Lesson 32 • Advanced
Object Detection: YOLO, SSD & Faster R-CNN
Go from "is there a cat?" to "draw a box around every cat, dog, and car." You'll measure box overlap with IoU, clean up duplicates with NMS, and know which detector to reach for.
What You'll Learn in This Lesson
- ✓How detection = classification + localisation (bounding boxes)
- ✓How to compute IoU (Intersection over Union) in plain Python
- ✓What anchor boxes are and why detectors use them
- ✓One-stage (YOLO, SSD) vs two-stage (Faster R-CNN) trade-offs
- ✓How Non-Max Suppression removes duplicate boxes
- ✓How mAP scores and compares detectors
🎯 Real-World Analogy: Spotting and Boxing Objects in a Photo
Imagine handing a friend a busy holiday photo and a marker pen.
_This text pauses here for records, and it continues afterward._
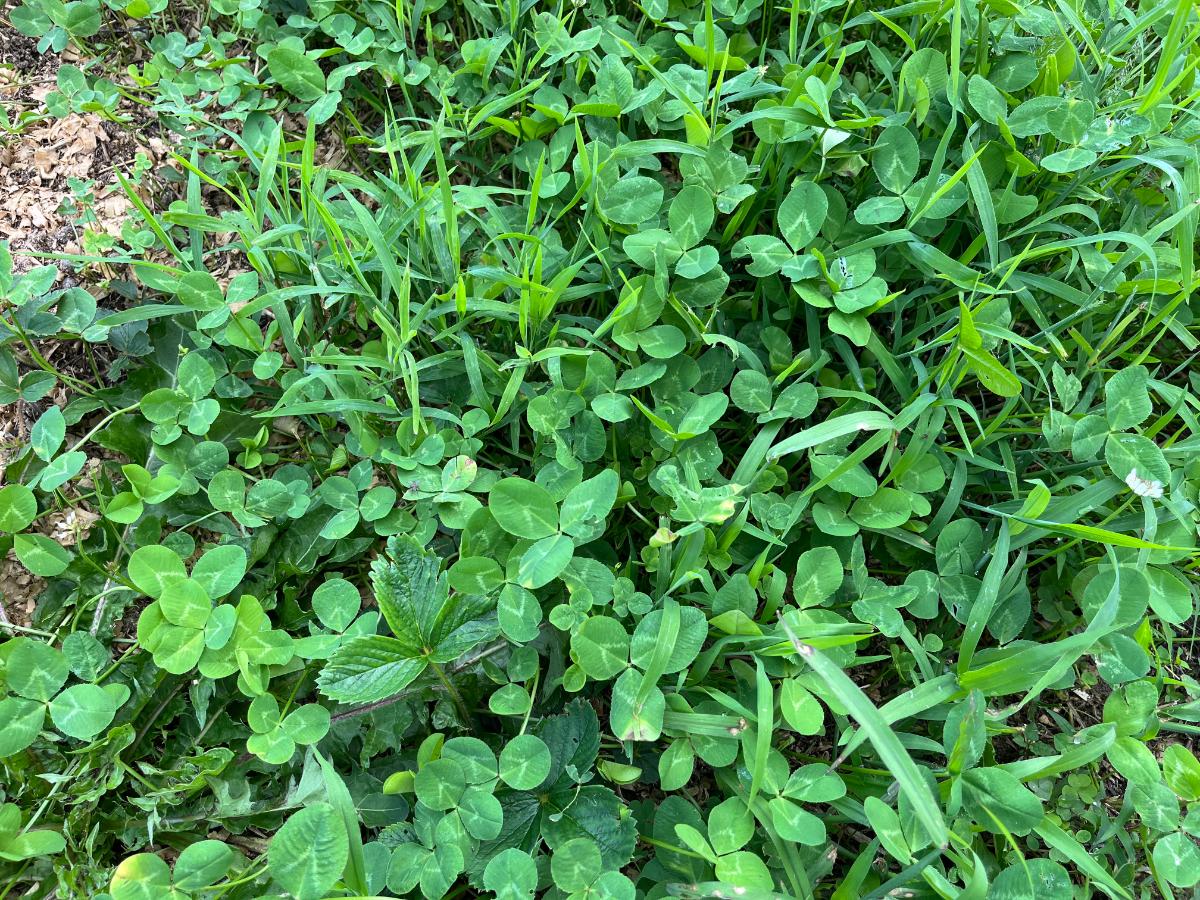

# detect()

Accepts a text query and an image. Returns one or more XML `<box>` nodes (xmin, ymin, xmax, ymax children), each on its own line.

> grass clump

<box><xmin>0</xmin><ymin>0</ymin><xmax>1200</xmax><ymax>900</ymax></box>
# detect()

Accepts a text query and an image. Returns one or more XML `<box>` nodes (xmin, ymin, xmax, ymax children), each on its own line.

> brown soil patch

<box><xmin>0</xmin><ymin>15</ymin><xmax>167</xmax><ymax>270</ymax></box>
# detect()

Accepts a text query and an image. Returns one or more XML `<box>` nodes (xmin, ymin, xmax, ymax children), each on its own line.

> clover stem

<box><xmin>430</xmin><ymin>660</ymin><xmax>472</xmax><ymax>722</ymax></box>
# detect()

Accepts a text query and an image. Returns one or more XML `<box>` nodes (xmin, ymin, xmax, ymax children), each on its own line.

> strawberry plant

<box><xmin>0</xmin><ymin>0</ymin><xmax>1200</xmax><ymax>900</ymax></box>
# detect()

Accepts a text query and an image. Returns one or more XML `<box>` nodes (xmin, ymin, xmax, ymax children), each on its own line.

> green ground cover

<box><xmin>0</xmin><ymin>0</ymin><xmax>1200</xmax><ymax>900</ymax></box>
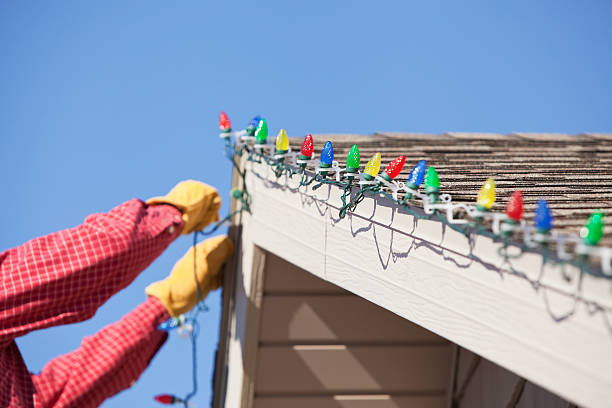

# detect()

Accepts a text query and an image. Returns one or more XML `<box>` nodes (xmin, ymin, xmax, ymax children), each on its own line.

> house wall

<box><xmin>254</xmin><ymin>253</ymin><xmax>452</xmax><ymax>408</ymax></box>
<box><xmin>214</xmin><ymin>156</ymin><xmax>612</xmax><ymax>407</ymax></box>
<box><xmin>253</xmin><ymin>253</ymin><xmax>568</xmax><ymax>408</ymax></box>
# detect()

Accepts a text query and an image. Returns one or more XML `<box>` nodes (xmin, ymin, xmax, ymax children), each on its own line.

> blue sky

<box><xmin>0</xmin><ymin>0</ymin><xmax>612</xmax><ymax>407</ymax></box>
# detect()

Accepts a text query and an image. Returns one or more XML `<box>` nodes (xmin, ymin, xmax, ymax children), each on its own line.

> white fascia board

<box><xmin>230</xmin><ymin>162</ymin><xmax>612</xmax><ymax>407</ymax></box>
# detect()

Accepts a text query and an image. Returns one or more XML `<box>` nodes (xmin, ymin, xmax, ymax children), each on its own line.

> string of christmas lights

<box><xmin>219</xmin><ymin>112</ymin><xmax>612</xmax><ymax>279</ymax></box>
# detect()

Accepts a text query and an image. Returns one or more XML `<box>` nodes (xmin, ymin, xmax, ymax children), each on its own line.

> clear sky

<box><xmin>0</xmin><ymin>0</ymin><xmax>612</xmax><ymax>408</ymax></box>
Classification is asking "is there a dog in this photo?" — one yes/no answer. Object detection is asking your friend to go further: "draw a box around every dog, every person, and every car, and write what each one is." That is the whole job — find the objects and box them.
Now imagine your friend gets over-excited and scribbles five boxes around the same dog. You'd keep the neatest box and cross out the rest. That clean-up step is exactly what Non-Max Suppressiondoes, and the way you decide two boxes are "the same dog" is by measuring their overlap — that's IoU.
1Detection = Classification + Localisation
A classifier outputs one label for the whole image: "cat". A detector must output a list of objects, and for each one it predicts three things:
- Class — what it is ("cat", "car", "person").
- Bounding box — where it is, as four numbers.
- Confidence — how sure the model is (0 to 1).
A bounding box is the rectangle drawn around an object. The most common format is the two corners: [x1, y1, x2, y2] — the top-left corner(x1, y1) and the bottom-right corner(x2, y2), all in pixels. (YOLO often uses a centre format[cx, cy, w, h] instead — same rectangle, different numbers.)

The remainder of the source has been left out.